The F40 was Enzo Ferrari's mic drop. Built to celebrate the company's 40th anniversary, it was the last car personally unveiled by the founder before his death, and he wanted it to be brutal. No driver aids. No luxuries. Not even proper door handles, just a pull-cord. This was a road-legal race car that barely tolerated being on the road.
Strip everything away and what's left is a twin-turbocharged V8 in a featherweight carbon-and-kevlar body, with a power delivery that arrives like a light switch wired to a hand grenade. The turbos spool, the car detonates forward, and you hold on. It was the first production car to officially crack 201mph.
There's no electronic safety net, no ABS, no traction control, nothing between you and the laws of physics but your own nerve. That's exactly why enthusiasts worship it. The F40 is widely regarded as the purest, most thrilling Ferrari ever built, terrifying and intoxicating in equal measure.
Where Lamborghinis got the bedroom posters, the F40 got the reverence. Bare carbon fibre visible through the lacquered red bodywork, a huge rear wing, and a single-minded mission: go fast, scare you, and make you grin like a lunatic. It was a fitting final word from Enzo himself.
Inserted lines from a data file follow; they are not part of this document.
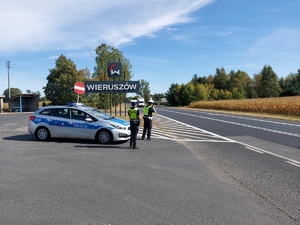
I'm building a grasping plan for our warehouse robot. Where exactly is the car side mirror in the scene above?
[85,118,93,123]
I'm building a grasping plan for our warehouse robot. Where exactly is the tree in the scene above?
[258,65,282,98]
[228,70,252,99]
[138,79,150,98]
[92,43,132,80]
[152,93,165,102]
[43,55,85,105]
[166,84,179,106]
[3,88,22,102]
[92,43,132,109]
[195,84,209,101]
[213,67,228,90]
[176,83,195,106]
[279,69,300,96]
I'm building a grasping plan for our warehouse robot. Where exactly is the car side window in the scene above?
[39,109,53,116]
[52,108,69,118]
[71,109,89,121]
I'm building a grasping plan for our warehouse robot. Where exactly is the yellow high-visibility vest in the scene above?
[128,108,138,119]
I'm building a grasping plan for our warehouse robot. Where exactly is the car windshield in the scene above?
[85,108,113,120]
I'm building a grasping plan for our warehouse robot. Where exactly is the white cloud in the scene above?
[250,28,300,54]
[0,0,213,52]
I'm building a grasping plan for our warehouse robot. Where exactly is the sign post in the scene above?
[74,82,85,103]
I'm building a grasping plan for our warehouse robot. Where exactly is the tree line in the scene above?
[165,65,300,106]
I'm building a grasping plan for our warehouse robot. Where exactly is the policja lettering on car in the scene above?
[128,100,140,149]
[142,100,156,140]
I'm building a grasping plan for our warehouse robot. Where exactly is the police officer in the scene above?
[142,100,156,140]
[128,100,140,149]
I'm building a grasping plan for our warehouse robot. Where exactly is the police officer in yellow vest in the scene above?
[128,100,140,149]
[142,100,156,140]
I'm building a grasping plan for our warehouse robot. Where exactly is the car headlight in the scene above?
[109,124,126,130]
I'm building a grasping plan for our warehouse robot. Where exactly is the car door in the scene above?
[48,108,70,138]
[68,109,97,139]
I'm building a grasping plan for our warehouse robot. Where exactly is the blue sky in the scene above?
[0,0,300,96]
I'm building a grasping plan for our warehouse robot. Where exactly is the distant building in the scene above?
[8,94,39,112]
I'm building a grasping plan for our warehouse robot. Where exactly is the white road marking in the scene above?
[156,113,300,167]
[165,110,300,137]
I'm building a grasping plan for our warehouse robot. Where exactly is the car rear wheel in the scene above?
[96,130,112,144]
[35,127,51,141]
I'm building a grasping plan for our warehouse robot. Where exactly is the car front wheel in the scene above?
[96,130,112,144]
[35,127,51,141]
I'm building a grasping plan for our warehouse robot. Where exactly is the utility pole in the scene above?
[6,61,11,99]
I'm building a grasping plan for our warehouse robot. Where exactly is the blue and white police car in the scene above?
[28,103,130,144]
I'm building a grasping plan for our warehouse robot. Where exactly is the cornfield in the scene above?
[189,96,300,116]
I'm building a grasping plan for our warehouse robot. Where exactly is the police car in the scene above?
[28,103,130,144]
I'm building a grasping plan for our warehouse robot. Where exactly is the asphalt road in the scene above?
[0,111,300,225]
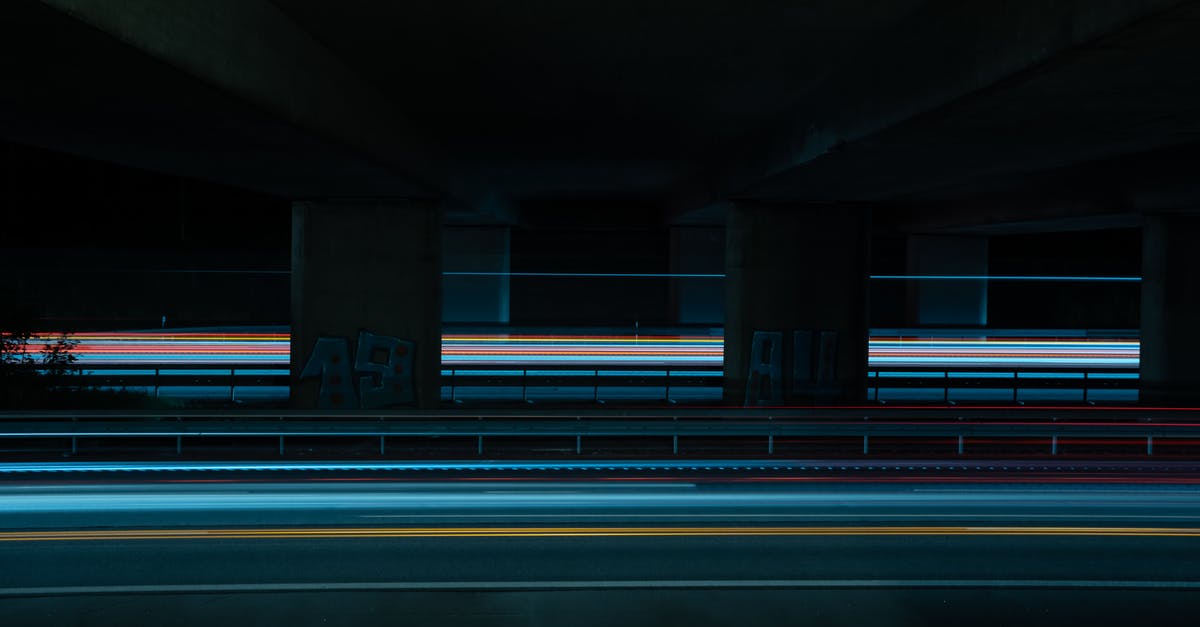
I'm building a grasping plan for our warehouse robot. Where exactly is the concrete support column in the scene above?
[907,235,988,327]
[725,203,870,405]
[442,226,512,324]
[1141,215,1200,405]
[671,226,725,326]
[292,199,442,410]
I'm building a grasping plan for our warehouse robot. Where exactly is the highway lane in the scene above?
[7,473,1200,531]
[7,471,1200,626]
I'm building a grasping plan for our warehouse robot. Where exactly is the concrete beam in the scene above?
[42,0,440,196]
[671,0,1186,219]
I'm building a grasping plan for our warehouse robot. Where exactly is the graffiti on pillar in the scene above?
[300,330,414,410]
[745,329,838,406]
[745,332,784,406]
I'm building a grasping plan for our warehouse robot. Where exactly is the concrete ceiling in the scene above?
[7,0,1200,223]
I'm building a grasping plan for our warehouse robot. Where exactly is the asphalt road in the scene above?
[0,463,1200,625]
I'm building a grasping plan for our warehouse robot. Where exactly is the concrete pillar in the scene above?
[1141,215,1200,406]
[725,203,870,405]
[907,235,988,327]
[671,226,725,326]
[292,199,442,410]
[442,226,512,324]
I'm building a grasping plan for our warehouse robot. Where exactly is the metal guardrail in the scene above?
[0,408,1185,455]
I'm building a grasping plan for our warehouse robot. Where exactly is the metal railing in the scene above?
[0,407,1185,455]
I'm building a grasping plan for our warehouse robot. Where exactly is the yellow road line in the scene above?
[0,526,1200,542]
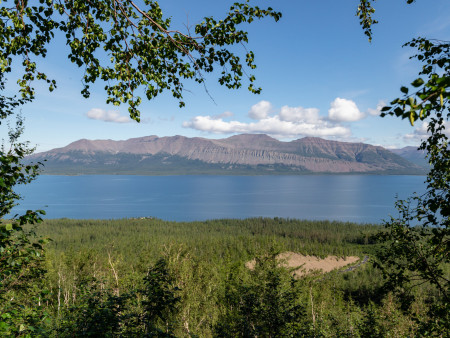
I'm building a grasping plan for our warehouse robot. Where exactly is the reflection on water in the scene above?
[14,175,425,223]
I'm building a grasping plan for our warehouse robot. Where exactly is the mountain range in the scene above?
[29,134,426,175]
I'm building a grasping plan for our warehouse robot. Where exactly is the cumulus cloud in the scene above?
[328,97,365,122]
[183,103,351,138]
[248,100,273,120]
[86,108,131,123]
[211,111,234,120]
[404,121,450,142]
[367,101,386,116]
[279,106,319,123]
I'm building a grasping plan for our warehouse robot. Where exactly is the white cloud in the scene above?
[367,101,386,116]
[86,108,131,123]
[211,111,234,120]
[183,106,351,138]
[279,106,319,123]
[248,100,273,120]
[404,121,450,142]
[328,97,365,122]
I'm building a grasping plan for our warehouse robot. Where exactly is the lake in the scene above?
[9,175,425,223]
Ferrari F40 through the years
F40 unveiled
Enzo Ferrari personally reveals the company's 40th-anniversary supercar.
200mph barrier broken
The F40 becomes the first production car to officially exceed 201 mph.
Enzo's passing
The F40 stands as the last car Enzo Ferrari ever launched.
Production ramps up
Demand soars far beyond Ferrari's original estimates.
Final examples
Production ends after 1,311 cars, cementing the F40's legend.